# Combination of 1981 glide reflections in $\mathbb{E}^2$ still a glide reflection?

I was wondering if the combination of 1981 glide reflections over different lines is still a glide reflection over a line in $$\mathbb{E}^2$$ (so every glide reflection can be over a different line). Or may there be only limited cases in which this is true?

A glide reflection is a combination of a translation along a line $$S$$ and a reflection over a line $$S$$. We can see it as: $$S_b: \mathbb{E}^2 \to \mathbb{E}^2: x \mapsto S_b(x) = x + 2\overrightarrow{x\pi_s(x)} + b$$ Here is $$\pi_s(x)$$ the intersectionpoint of the orthogonal projection on the mirrorline $$S$$ and $$S$$ itself. $$b$$ has the direction alongside $$S$$.

• Every orientation-reversing isometry of the plane is either a pure reflection or a glide reflection. Mar 23, 2019 at 15:51
• And is the combination of orientation-reversing isometries still an orientation-reversing isometry? Mar 23, 2019 at 16:01
• THe combination of an odd number of them is! Mar 23, 2019 at 16:06
• A composition of two orientation-reversing maps is orientation-preserving, and composition of an orientation-reversing and an orientation-preserving map is orientation-reversing. Mar 23, 2019 at 16:10
• @Wojowu this has gotten to the point where it's now worthy of an answer! Mar 23, 2019 at 16:19

Recall that every isometry is one of the following:

• the identity map,
• a rotation,
• a translation,
• a reflection,
• a glide reflection.

(if we allow degenerate cases, those classes overlap, but it doesn't matter)

Let me make the following ad-hoc definition: an isometry is orientation-preserving if it is the identity, a rotation or a translation, and it is orientation-reversing if it is a reflection or a glide reflection. We then have the following three results, which are relatively easy to verify case-by-case:

• A composition of two orientation-preserving isometries is orientation-preserving,
• A composition of two orientation-reverving isometries is orientation-preserving,
• A composition of an orientation-preserving isometry and an orientation-reverving isometry is orientation-reversing.

It is easy to deduce from those facts that a composition of an odd number of orientation-reversing is orientation-reversing (and of an even number is orientation-preserving). Therefore, a composition of 1981 glide reflections is still a glide reflection (or a pure reflection).
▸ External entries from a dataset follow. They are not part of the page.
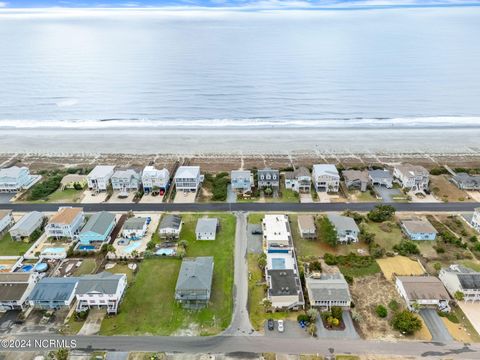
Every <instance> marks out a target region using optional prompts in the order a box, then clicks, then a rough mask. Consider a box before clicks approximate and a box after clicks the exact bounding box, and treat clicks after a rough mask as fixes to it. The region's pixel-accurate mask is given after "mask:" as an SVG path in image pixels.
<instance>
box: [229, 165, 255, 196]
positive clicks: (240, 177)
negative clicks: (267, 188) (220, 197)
mask: <svg viewBox="0 0 480 360" xmlns="http://www.w3.org/2000/svg"><path fill="white" fill-rule="evenodd" d="M230 180H231V181H230V183H231V186H232V190H233V191H236V192H239V193H242V194H244V193H247V192H249V191H252V187H253V175H252V172H251V171H249V170H232V171H231V172H230Z"/></svg>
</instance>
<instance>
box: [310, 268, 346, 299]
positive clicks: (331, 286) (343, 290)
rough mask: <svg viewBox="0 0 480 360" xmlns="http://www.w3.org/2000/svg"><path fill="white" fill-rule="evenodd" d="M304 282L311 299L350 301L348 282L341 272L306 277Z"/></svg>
mask: <svg viewBox="0 0 480 360" xmlns="http://www.w3.org/2000/svg"><path fill="white" fill-rule="evenodd" d="M305 283H306V286H307V289H308V290H309V294H310V296H311V297H313V299H311V300H313V301H335V300H337V301H351V296H350V291H349V289H348V284H347V282H346V281H345V278H344V277H343V275H342V274H341V273H333V274H324V273H322V274H321V276H320V277H318V278H317V277H306V278H305Z"/></svg>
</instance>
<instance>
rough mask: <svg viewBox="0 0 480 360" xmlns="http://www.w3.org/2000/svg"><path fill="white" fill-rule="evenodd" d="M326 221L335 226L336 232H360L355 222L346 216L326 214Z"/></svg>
mask: <svg viewBox="0 0 480 360" xmlns="http://www.w3.org/2000/svg"><path fill="white" fill-rule="evenodd" d="M327 217H328V220H330V222H331V223H332V224H333V226H335V229H336V230H337V232H345V231H348V230H351V231H357V232H358V231H360V229H359V228H358V226H357V223H356V222H355V220H353V219H352V218H351V217H348V216H342V215H337V214H328V215H327Z"/></svg>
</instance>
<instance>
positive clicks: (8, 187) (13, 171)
mask: <svg viewBox="0 0 480 360" xmlns="http://www.w3.org/2000/svg"><path fill="white" fill-rule="evenodd" d="M32 181H33V177H32V176H30V171H29V170H28V168H27V167H25V166H22V167H18V166H12V167H9V168H6V169H0V193H3V192H6V193H10V192H12V193H13V192H18V191H20V190H23V189H25V188H26V187H27V186H28V185H30V184H31V183H32Z"/></svg>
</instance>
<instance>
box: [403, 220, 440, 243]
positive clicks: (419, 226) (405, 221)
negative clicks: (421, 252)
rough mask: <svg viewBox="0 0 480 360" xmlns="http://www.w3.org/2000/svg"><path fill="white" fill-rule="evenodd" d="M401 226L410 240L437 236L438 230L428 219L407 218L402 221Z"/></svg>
mask: <svg viewBox="0 0 480 360" xmlns="http://www.w3.org/2000/svg"><path fill="white" fill-rule="evenodd" d="M400 227H401V228H402V230H403V232H404V233H405V235H406V236H407V237H408V238H409V239H410V240H435V238H436V237H437V230H436V229H435V228H434V227H433V225H432V224H430V222H429V221H428V220H427V219H423V218H412V219H405V220H402V221H401V222H400Z"/></svg>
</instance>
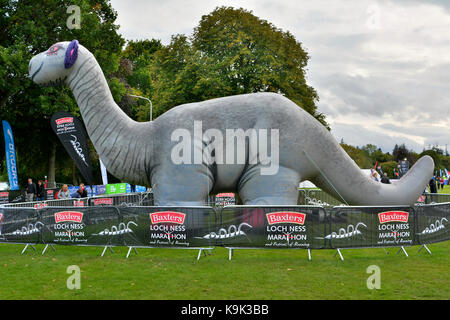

Now, let me just say that if you are willing to accept some linear algebra, then you can make all of the above less ad-hoc. Every isometry is an affine transformation, which means that it can be written as a composition of a translation and some invertible linear transformation. Let me denote the latter by $$T(A)$$ for an isometry $$A$$. A less ad-hoc definition is as follows: we call $$A$$ orientation-preserving if $$\det T(A)>0$$ and orientation-reversing if $$\det T(A)<0$$.

It's not hard to check that $$T(A\circ B)=T(A)\circ T(B)$$, therefore $$\det T(A\circ B)=\det(T(A)\circ T(B))=\det T(A)\cdot\det T(B).$$ From this it's very easy to deduce an odd number of orientation-reversing maps compose to an orientation-reversing map, and now we are done once we check that glide reflections are orientation-reversing (straightforward) and vice versa (less obvious, requires classification of isometries).